Today the EU’s commission for external relations decided to lift those sanctions. Even with such members as the Czech Republic and Sweden calling for the symbolic sanctions to be kept in place until the regime shows at least some improvement in its human rights record, the commission chose to ignore their pleas and the plight of the tens of thousands of Cuba’s political prisoners, and remove the sanctions.
The reason behind their decision? According to the EU commissioner, Benita Ferrero-Waldner, “the EU leaders feel they have to cooperate with changes in Cuba after [r]aul [c]astro took over as the head of the country’s government from his ailing brother [f]idel.”
Cell phones, computers, and weekend stays in all-inclusive resorts—all of which only the regime’s elite and a small fraction of the Cuban population can afford.
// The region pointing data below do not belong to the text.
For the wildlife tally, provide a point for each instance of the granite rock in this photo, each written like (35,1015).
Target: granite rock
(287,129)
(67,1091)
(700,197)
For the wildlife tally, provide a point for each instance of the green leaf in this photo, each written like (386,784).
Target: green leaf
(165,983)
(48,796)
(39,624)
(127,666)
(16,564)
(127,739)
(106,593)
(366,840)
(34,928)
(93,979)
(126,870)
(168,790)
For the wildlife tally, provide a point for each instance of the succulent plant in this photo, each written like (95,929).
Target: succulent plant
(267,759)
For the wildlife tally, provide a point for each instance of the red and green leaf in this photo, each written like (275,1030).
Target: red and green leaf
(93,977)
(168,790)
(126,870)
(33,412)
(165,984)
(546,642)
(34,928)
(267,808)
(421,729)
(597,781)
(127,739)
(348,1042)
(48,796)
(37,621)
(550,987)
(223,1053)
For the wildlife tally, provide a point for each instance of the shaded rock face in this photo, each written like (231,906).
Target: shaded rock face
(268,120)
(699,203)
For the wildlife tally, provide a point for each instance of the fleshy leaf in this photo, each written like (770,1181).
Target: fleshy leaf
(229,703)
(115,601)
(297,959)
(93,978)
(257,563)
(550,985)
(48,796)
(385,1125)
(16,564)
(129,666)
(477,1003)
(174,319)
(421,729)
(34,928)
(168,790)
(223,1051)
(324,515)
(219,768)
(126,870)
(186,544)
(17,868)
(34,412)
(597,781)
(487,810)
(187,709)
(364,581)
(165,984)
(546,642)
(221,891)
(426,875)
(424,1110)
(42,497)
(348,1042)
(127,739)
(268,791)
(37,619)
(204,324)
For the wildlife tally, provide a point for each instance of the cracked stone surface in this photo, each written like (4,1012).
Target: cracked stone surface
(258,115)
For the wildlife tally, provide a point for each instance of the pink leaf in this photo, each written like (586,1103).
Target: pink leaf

To the EU, though, that constitutes a huge leap in progress toward respecting human rights.
Methinks Dr. Oscar Elias Biscet who is languishing in a dark jail cell right now might disagree.
UPDATE – 11:07 pm
According to this Daily Mail online article, the lifting of the symbolic sanctions by the EU will “encourage reforms.”
The move is largely symbolic, but will be seen as a victory for Cuba’s new premier, [r]aul [c]astro – who took over from his brother nearly two years ago.
European leaders are keen to encourage him to press ahead with democratic and economic reforms.
I am sure the results of this strategy will come as no surprise. It was the same strategy in place during the last Primavera Negra.